BACKGROUND: Total laminectomy with pedicle screw internal fixation is the most common surgical procedure for patients with primary tumors arising in the spinal canal, but the procedure has several limitations. This study aimed to compare total laminectomy and pedicle screw internal fixation with ultrasound- and microscope-assisted laminectomy replantation surgery in patients with tumors of the lumbar spinal canal.

MATERIAL AND METHODS: A retrospective study was conducted. Sixty patients with tumor spinal canal were admitted to our hospital. Patients in group A (n=32) underwent total laminectomy and pedicle screw internal fixation; patients in group B (n=28) underwent laminectomy replantation with ultrasonic and microscopic assistance. Operative time, intraoperative blood loss, operative segment, length of hospital stay, postoperative length of bed rest, and visual analog scale (VAS) score after surgery were analyzed.

RESULTS: Hospital stay and postoperative bed rest time of patients in group B were shorter than those in group A (P=0.004). Intraoperative blood loss, postoperative drainage volume, and postoperative pain relief of group B were significantly lower than those of group A (P=0.000). There was no significant difference in postoperative pathological results between the 2 groups (P=0.901).

CONCLUSIONS: Ultrasound- and microscope-assisted laminectomy replantation resulted in the reduced intraoperative blood loss, postoperative drainage volume, length of hospital stay, and postoperative VAS pain score, compared with total laminectomy and pedicle screw internal fixation for the surgical removal of tumors of the lumbar spinal canal.

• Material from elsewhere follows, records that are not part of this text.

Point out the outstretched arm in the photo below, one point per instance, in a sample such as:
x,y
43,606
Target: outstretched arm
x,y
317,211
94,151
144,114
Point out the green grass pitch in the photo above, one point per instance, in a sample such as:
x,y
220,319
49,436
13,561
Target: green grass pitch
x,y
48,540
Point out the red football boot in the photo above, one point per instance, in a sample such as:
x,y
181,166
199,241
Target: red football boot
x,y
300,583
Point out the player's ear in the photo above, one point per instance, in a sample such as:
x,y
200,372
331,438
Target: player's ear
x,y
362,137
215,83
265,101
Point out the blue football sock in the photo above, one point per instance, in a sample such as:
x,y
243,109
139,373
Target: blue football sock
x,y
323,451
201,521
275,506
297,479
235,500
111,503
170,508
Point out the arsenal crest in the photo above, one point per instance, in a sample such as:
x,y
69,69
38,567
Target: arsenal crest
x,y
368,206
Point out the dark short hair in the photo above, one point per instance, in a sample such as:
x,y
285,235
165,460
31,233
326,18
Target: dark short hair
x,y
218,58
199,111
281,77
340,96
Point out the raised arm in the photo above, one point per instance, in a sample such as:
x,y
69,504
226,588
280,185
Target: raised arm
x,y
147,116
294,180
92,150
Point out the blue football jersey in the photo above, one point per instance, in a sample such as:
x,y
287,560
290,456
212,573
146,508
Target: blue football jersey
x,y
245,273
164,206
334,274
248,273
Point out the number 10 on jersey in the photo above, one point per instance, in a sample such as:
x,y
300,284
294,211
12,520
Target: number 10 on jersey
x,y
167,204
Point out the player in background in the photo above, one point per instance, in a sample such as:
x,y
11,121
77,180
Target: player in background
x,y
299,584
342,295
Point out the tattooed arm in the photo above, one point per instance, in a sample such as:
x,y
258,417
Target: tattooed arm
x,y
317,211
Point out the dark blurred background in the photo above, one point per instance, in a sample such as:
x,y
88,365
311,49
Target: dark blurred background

Keywords: Electron Microscope Tomography, Laminectomy, Osteotomy, Spinal Canal

Background

Lumbar intraspinal tumors are tumors occurring in various tissues of the lumbar spinal canal, of which neurogenic tumors account for about 99% [1]. Lumbar intraspinal tumors are divided into intramedullary tumors and extramedullary tumors, with extramedullary tumors consisting of mainly schwannomas, and intramedullary tumors consisting of mainly astrocytomas [2]. The symptoms of both types are similar to lumbar disc herniation, with low back pain, sensation, and dysfunction of both lower limbs [3]. At present, total laminectomy and pedicle internal screw fixation are widely used in clinical practice. Total laminectomy for the treatment of intraspinal tumors was first carried out by Professor William Gowers in 1888. After more than 100 years of improvement, the internal fixation system was added, forming the present total laminectomy and pedicle screw internal fixation surgery. In total laminectomy and pedicle screw internal fixation surgery, part of the posterior column of the vertebral body is removed and the pedicle screw is used to provide spinal stability and support. According to the 3-column theory proposed by Denis [4], the anterior and middle columns provide support for the spine, while the posterior column protects the spinal cord and nerve roots. From the mechanical point of view, the posterior column bears 24% to 30% of pressure and 21% to 54% of rotation pressure, so the complete posterior column structure can provide the overall stability of the spine [5]. The facet joint is located in the posterior part of the vertebral body and is an important part of the posterior column of the lumbar spine. The facet joint has a special locking function and plays an important role in preventing spondylolisthesis. If the posterior column is damaged, it will lead to excessive flexion or forward sliding of the spine, resulting in lumbar spondylolisthesis and lumbar instability. According to the literature, total laminectomy and pedicle screw internal fixation affect the stability of the spine, especially when there are many surgical segments, and can cause spondylolisthesis [6,7]. During total laminectomy and pedicle screw internal fixation, the muscle attachment point is removed, which further weakens spinal stability. Therefore, the ideal surgical method would not only completely remove the tumor, but also restore the integrity and stability of the spine as much as possible and reduce postoperative complications [8,9].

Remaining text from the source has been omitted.